Porphyria is blood disorder in which cells fail to change chemicals (porphyrins) to the substance (heme) that gives blood its color. Porphyria Cutanea Tarda, also called PCT, is the most common type of porphyria. PCT can be genetic or acquired. The genetic form is determined by a deficiency in the liver chemical uroporphyrinogen or a liver enzyme called uroporphyrinogen decarboxylase. Both causes of the genetic form usually occur in individuals with a genetic predisposition in addition to liver disease or excess liver iron. The acquired (sporadic) form most often occurs after use of alcohol, estrogens, oral contraceptives, other drugs and certain environmental pollutants. Sometimes no cause can be found. Most people who consume alcohol and take estrogens do not develop a porphyria; therefore, it is likely that genetic factors are of higher importance.

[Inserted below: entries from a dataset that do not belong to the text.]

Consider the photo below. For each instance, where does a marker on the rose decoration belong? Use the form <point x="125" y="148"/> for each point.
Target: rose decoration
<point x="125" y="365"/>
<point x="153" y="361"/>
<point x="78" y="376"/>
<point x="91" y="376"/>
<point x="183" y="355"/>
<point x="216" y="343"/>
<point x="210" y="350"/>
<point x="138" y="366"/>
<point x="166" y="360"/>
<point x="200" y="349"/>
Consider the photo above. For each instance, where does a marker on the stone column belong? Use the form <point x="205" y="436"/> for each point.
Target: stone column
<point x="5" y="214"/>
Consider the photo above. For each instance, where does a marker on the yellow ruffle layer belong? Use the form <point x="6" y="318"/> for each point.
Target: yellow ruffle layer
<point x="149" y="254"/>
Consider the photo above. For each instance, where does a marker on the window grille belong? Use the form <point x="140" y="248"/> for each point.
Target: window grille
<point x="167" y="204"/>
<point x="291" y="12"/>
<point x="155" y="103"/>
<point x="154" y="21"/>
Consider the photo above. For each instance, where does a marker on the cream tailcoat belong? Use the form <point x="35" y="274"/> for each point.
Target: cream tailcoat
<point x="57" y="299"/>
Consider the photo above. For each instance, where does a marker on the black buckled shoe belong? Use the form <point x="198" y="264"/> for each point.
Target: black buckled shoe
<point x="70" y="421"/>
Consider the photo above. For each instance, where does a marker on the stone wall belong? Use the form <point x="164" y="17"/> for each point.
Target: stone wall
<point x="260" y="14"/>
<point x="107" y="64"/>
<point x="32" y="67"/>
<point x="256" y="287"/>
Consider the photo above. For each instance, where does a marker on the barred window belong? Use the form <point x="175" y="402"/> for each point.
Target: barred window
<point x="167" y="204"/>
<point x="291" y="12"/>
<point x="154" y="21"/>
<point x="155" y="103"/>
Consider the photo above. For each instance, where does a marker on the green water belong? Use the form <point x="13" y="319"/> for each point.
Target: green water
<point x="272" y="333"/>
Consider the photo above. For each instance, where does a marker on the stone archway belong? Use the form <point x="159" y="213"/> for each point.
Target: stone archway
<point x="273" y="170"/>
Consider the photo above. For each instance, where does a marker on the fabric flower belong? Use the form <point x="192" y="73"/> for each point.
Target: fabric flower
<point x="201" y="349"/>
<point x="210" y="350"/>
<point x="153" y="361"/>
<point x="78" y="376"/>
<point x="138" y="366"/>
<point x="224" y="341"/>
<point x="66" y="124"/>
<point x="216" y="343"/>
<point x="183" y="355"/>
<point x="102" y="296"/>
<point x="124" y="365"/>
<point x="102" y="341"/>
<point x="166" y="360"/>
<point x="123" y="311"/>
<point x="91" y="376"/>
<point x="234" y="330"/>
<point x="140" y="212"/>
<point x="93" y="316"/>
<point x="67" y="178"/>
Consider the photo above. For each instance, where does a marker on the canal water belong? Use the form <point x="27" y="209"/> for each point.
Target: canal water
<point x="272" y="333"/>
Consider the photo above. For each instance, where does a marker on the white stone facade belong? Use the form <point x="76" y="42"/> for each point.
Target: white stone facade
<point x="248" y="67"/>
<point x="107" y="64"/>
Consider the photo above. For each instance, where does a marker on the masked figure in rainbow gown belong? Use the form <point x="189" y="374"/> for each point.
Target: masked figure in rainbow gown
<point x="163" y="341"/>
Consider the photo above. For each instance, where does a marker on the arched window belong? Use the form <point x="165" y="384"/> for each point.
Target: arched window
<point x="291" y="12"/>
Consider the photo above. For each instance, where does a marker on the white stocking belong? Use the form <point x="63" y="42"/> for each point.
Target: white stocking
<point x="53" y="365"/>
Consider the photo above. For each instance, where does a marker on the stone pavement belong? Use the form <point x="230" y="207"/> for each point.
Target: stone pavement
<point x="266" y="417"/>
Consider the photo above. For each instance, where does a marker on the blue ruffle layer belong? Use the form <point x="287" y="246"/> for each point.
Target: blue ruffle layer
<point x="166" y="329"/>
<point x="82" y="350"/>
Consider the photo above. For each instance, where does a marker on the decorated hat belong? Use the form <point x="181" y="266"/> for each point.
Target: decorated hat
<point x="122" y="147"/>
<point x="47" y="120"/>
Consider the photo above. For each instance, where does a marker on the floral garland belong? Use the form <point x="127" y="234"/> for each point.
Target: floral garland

Clinical signs and symptoms in order of frequency are:

(1) Blistering on sun-exposed areas

(2) Increased skin fragility

(3) Hair on the face and other abnormal areas

(4) Increased skin pigmentation

(5) Ulcerations

(6) Small cysts, called milia, that occur in previously blistered areas

Diagnosis of PCT is made by taking a sample of the patient’s urine. The urine may have a red-brown discoloration and high levels of porphyrin pigments, which can be seen under fluorescence. A special test called an assay should be ordered of plasma and a 24 hour urinary porphyrin. The assay provides a proportion of uroporphyrin to coproporphyrin and in PCT the ratio can be 4:1 or greater. The doctor may also take a biopsy of the affected area of the skin as well as check other liver enzymes and a stool sample.

Treatment of PCT includes phlebotomy, the therapeutic withdrawal of blood, to reduce blood and liver stores of iron. Common medications used for treatment are chloroquine or other antimalarial medications.